I have no idea what you mean by this, since you appear to immediately contradict yourself. In most cases, “assigned” means nothing more complicated than observing what external genitalia are present.
That’s not what ‘assign’ means in normal use. It means to allocate or designate, it is something you actively do, unlike passively observing.
And this was the original meaning when referring to intersex people. Doctors would actively choose a sex for babies with ambiguous genitalia. This just does not happen in the vast majority of births.
This is a strange perspective on the common definition of the word “assign”. I never suggested that it was just passive observation. To observe a property and then place something in a category based on that property is perfectly standard use of the word “assign”, there is no connotation that it need be particularly difficult to do so.
In any event, your strange objection does not alter the fact that the well established term “sex assigned at birth” means exactly what I said in the great majority of cases - assigning a baby to the “boy” or “girl” category based on their genitalia.
And the important reason for clarity in definition of the standard term “sex assigned at birth” is in juxtaposition to gender identity.
My objection is that the phrase is used in order to imply something that is not true - that sex comes from an external agency rather than being intrinsic to the individual. The way it is used it is simply a convoluted synomym for ‘sex at birth’, or even simply ‘sex’. Either of those are more accurate terms, and there is nothing offensive about them.

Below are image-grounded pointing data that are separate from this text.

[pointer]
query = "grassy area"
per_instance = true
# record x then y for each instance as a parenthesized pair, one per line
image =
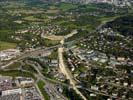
(67, 6)
(6, 45)
(41, 85)
(48, 42)
(54, 54)
(16, 73)
(14, 65)
(29, 68)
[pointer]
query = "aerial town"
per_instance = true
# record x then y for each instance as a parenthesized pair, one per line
(66, 50)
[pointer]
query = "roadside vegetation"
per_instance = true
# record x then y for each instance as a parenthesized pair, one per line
(41, 86)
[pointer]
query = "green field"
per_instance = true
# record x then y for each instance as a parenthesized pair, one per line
(67, 6)
(41, 85)
(6, 45)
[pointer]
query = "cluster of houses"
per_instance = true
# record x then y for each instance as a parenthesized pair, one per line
(113, 81)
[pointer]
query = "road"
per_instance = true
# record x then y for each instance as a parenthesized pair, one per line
(50, 88)
(63, 67)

If you personally prefer to use the term “sex at birth” because you have some ill-conceived misconception about what the word “assigned” means, I doubt anyone cares. Meanwhile, the rest of the world will continue using the well established and well understood term “sex assigned at birth”.
So far as I can see, this would become a problem only if it were a preamble to advancing a transphobic agenda that a person with sex assigned at birth of “male”, but with a female gender identity, is not a woman.
The underlying issue is that the rules do not require us to use this specialised vocabulary - which outside certain circles is actually not well known at all - and therefore you should not be asking the mods to moderate posters merely for using alternative or non-standard terms.
(However, I agree that confusing trans girls and trans boys is moddable.)
Once again, I’d like to suggest that this tangent belongs in another forum. This is ATMB, and what we should be talking about here is moderation, not what it means to “assign a sex” to a baby.
I think it’s completely reasonable for the mods to moderate posters who use non-standard terms, especially when those terms may cause offense (as is the case with this thread.) I also agree that the many people will use the wrong terms innocently, and the moderation ought to take the form of editing the title and discussing why with the poster, and perhaps adding a staff notice if a post is sufficiently garbled or otherwise inappropriate. I don’t think moderation of “the wrong terms” should take the form of admonishing the poster. Certainly not for their initial post on the subject.
I’m going to close this thread, which has lots of useful content, and suggest that posters who want to talk about trans issues start new threads, and that the moderators should discuss the moderation of the initial thread on the mod loop, where we hopefully won’t be distracted by long diversions.